Thursday, December 12, 2024

Bridging the Gap: Advancing Prostate Cancer Therapies with huNOG Xenograft Models

  11:00 AM EST | 8:00 AM PST | 4:00 PM GMT | 5:00 PM CET

About the webinar:

Researchers studying prostate cancer often face challenges in murine models. Among them are their inability to fully recapitulate both anatomical and developmental features of the human disease and inability to form spontaneous prostate cancer. To resolve these core challenges, researchers have turned to a sophisticated solution: super immunodeficient mice xenografted with human cancer tissue or cells. These advanced tools can be used to characterize cancer progression and to assess the tumor’s response to therapeutics.

In this exclusive webinar, you’ll learn how Taconic’s huNOG mouse model has been successfully used in xenograft studies to model prostate cancer, including to test FDA-approved therapeutics. Dr. Steven Kregel will explore how these models help advance the preclinical-to-clinical pipeline and share recent data using huNOG mice engrafted with metastatic castration resistant prostate cancer.

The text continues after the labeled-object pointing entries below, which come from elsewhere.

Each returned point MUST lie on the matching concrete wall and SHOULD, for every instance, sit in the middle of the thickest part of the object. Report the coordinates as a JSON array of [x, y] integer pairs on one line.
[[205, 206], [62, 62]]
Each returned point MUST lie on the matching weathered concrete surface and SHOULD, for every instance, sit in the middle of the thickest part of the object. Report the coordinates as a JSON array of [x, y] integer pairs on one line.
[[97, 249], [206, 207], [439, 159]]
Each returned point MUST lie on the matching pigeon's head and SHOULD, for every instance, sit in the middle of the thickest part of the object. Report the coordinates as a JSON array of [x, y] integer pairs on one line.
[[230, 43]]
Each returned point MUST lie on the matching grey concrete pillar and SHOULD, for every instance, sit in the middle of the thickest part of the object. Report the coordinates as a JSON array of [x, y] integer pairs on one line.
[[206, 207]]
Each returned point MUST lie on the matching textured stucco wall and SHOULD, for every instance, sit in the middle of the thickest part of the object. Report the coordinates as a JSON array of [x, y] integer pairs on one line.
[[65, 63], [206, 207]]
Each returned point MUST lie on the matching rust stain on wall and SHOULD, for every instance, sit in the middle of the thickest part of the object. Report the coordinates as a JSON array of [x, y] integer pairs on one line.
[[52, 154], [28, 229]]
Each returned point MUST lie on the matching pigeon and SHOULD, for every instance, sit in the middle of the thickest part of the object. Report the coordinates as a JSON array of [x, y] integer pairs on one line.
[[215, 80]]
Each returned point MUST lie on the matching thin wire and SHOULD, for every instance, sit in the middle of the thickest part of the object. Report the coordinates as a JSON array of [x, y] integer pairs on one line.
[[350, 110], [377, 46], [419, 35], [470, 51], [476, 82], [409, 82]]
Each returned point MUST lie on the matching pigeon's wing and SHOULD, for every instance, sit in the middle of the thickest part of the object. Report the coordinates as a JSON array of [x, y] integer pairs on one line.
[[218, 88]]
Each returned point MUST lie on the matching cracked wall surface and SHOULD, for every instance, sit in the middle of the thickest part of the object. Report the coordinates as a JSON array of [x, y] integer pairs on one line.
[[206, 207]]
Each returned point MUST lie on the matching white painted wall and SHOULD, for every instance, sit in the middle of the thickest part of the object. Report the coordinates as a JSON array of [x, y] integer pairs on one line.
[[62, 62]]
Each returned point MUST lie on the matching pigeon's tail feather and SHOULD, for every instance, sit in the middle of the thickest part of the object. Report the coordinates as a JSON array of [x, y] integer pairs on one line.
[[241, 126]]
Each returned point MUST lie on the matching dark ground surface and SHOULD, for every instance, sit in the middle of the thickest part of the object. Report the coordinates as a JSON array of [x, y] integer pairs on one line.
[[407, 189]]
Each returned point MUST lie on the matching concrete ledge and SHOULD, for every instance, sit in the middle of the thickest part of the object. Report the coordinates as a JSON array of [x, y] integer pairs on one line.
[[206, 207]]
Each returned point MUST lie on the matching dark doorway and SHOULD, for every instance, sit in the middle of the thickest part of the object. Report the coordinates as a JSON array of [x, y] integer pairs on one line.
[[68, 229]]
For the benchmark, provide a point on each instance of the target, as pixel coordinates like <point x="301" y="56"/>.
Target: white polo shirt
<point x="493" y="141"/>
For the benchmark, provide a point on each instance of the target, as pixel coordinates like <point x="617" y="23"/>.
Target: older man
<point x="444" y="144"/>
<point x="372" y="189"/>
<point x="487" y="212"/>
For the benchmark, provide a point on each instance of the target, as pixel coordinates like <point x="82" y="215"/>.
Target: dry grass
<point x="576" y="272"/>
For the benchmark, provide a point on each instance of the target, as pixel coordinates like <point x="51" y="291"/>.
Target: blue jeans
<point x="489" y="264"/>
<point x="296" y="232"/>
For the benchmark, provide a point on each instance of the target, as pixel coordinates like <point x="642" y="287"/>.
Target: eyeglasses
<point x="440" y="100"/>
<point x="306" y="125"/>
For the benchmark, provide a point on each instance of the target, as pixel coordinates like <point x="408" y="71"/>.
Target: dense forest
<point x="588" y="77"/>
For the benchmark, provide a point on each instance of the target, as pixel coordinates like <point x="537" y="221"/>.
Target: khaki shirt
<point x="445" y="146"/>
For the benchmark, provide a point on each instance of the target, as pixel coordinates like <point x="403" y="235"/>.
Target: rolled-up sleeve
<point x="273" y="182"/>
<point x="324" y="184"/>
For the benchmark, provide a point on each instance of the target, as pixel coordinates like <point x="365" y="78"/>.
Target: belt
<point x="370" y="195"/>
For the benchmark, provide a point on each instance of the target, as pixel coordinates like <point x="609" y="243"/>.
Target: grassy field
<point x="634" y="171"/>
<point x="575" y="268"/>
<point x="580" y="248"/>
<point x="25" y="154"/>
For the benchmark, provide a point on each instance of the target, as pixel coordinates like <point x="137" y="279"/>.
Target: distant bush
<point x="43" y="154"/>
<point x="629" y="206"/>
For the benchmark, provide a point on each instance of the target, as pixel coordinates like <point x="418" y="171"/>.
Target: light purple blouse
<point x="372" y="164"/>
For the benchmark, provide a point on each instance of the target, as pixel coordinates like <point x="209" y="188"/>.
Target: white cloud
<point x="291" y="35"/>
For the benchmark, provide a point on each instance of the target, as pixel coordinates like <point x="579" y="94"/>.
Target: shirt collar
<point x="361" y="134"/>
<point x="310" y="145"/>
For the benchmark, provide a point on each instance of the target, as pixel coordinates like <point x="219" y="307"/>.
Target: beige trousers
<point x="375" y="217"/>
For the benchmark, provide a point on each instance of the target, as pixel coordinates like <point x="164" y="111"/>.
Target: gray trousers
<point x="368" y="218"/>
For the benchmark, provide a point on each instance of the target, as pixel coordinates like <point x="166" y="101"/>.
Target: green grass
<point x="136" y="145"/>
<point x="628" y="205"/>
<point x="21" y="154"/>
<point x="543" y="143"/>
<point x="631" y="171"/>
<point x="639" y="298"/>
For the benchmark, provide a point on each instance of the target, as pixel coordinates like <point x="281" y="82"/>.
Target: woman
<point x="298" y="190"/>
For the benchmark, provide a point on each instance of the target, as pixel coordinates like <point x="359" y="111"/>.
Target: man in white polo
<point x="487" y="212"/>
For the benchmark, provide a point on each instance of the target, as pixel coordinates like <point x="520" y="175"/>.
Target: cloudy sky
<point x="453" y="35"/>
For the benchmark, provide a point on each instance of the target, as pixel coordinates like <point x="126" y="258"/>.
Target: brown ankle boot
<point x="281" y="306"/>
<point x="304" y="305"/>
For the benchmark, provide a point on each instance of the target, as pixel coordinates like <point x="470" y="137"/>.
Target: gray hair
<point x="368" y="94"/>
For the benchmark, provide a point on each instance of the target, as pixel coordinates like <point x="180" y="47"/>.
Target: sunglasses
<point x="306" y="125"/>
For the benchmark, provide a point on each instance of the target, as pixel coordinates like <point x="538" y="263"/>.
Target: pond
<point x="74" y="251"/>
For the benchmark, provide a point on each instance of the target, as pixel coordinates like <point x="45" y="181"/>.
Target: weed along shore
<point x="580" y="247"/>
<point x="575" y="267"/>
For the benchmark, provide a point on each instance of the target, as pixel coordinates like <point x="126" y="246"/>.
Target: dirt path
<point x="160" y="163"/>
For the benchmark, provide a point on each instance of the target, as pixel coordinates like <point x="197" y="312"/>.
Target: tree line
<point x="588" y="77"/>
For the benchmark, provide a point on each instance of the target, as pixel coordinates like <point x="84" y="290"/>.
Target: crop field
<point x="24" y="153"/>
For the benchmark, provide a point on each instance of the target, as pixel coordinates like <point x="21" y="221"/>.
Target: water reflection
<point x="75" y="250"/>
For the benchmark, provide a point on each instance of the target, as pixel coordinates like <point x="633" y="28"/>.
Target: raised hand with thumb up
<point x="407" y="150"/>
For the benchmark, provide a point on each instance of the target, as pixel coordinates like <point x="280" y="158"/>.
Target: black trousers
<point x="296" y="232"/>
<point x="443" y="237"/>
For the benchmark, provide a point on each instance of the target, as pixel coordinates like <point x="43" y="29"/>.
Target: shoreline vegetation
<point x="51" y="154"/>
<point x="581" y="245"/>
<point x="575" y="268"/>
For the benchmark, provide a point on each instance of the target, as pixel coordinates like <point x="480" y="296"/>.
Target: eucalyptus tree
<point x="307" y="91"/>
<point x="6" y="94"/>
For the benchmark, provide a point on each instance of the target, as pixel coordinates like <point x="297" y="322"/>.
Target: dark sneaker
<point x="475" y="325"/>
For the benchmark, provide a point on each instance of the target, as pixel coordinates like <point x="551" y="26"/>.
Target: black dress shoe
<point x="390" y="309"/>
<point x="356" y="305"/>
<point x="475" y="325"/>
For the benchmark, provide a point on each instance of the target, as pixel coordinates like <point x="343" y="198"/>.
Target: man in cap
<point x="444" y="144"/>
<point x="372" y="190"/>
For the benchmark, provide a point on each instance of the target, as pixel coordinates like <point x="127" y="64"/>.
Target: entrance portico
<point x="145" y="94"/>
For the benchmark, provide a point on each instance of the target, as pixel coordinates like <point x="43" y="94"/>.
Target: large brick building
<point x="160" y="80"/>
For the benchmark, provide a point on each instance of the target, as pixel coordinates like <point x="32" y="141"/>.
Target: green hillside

He’ll also review how the androgen receptor pathway may hold the key to developing the next generation of therapeutics.

Attend the webinar to:

  • Learn how prostate cancer xenografts in huNOG mice mimic T cell inflamed tumors in human disease
  • Discover how tumors in xenografted huNOG mice respond to both AR-inhibition and anti-PD1 immune checkpoint inhibitors
  • Understand how a huNOG mouse model engrafted with human prostate cancer advances the preclinical-to-clinical pipeline

Speaker

Steven Kregel, PhD
Assistant Professor of Cancer Biology and Urology
Loyola University Chicago

Steven Kregel

Steven Kregel, PhD is an Assistant Professor of Cancer Biology and Urology at Loyola University. Following his predoctoral training in Cancer Biology at the University of Chicago and a postdoctoral fellowship in Prostate Cancer Biology at the University of Michigan, Steven joined Loyola University where his research group focuses on developing novel models suitable for studying metastatic castration resistant prostate cancer using a combination of genetics, genomics, animal models, molecular biology, and translational medicine. Steven is especially interested in targeting the androgen receptor (AR) signaling pathway and is focused on developing better mouse models to advance research into prostate cancer progression and testing responses to AR-targeted therapies.